The numerical evidence does not, on its own, establish the cause of Most’s anomaly. It identifies the cell of the kraj that any explanation has to account for — and shows that the classification system, applied with reasonable consistency in eight of ten districts, was applied in Most in a way that produced the headcount needed to extract maximum funding for the population the demolition decision required to be moved. The historical record (the 1964 commitment to demolish Old Most for brown-coal extraction, the housing-allocation decisions that had concentrated Roma in the demolition-targeted district, the documented failure of the dispersal effort the classification was meant to fund) supplies the substantive context. Whether Most’s commission was applying the classification strategically or merely responding to the city’s housing concentration is a question the data cannot resolve. What the data establish is that Most is the cell, that its anomaly is the engine of the kraj’s classification heterogeneity, and that no exogenous indicator of the underlying population accounts for it.


9. Methodological caveats

  1. Sample size. With \(n = 10\) districts, statistical power to detect medium-sized correlations is limited. A medium effect (\(|r| = 0.5\)) has approximately 34 % power at \(\alpha = 0.05\). The absence of significant correlations should be read as “no strong relationship in the available data,” not “no relationship of any size.” The substantive argument rests on the contrast between the magnitude of the chi-square heterogeneity and the absence of any predictor that captures it, not on a precise zero correlation in any individual test.

  2. Endogeneity of Class B predictors. Aggregate demographic rates (school attendance, employment, illness) are partly produced by the same enumeration process whose outputs are the outcome variables. A correlation between an aggregate rate and a group share could reflect either the classification rule producing the aggregate, or the aggregate informing the classification. The analysis cannot distinguish these on the available data.

  3. Bonferroni is conservative. It assumes independent tests; the fifty tests share underlying observations and are not independent. Less conservative corrections (Holm-Bonferroni, Benjamini-Hochberg) would relax the threshold somewhat. Under any reasonable correction, the family-size finding fails once the denominator is corrected.

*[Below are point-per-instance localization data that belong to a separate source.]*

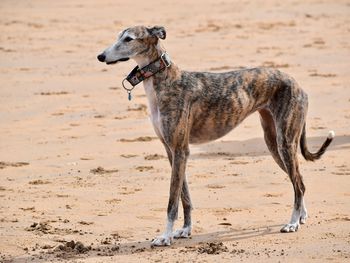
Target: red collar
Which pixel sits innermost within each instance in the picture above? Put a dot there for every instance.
(137, 75)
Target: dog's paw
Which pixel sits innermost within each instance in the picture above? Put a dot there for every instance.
(161, 241)
(303, 218)
(290, 228)
(184, 232)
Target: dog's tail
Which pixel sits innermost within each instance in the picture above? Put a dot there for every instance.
(317, 155)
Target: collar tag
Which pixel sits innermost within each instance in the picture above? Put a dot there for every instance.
(138, 75)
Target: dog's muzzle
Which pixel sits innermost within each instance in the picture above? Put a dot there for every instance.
(102, 58)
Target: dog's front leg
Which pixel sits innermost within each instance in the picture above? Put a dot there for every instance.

  4. Most as a leverage point. Most is an outlier on essentially every variable. Whether Most should be analysed within the kraj-level statistics or treated as a separate case is itself an interpretive question; this report follows the convention of reporting both with-Most and without-Most results.

  5. The denominator choice in §1 is an interpretive decision. Both the as-reported total and the consistent sum-of-groups total can be defended. The as-reported total is what the kraj submitted; the consistent total is what would result if all districts followed the same convention. This report uses the consistent total because the question being tested is about classification practice, not reporting practice. A different methodological choice would change some V values modestly but not the substantive conclusion.

  6. Missing data was handled by listwise deletion (analyses with missing variables drop those districts). The illness predictor was therefore tested on \(n = 8\), not \(n = 10\). This affects the statistical power of the illness null but not its sign — which, notably, is the wrong sign for the typology’s stated rationale.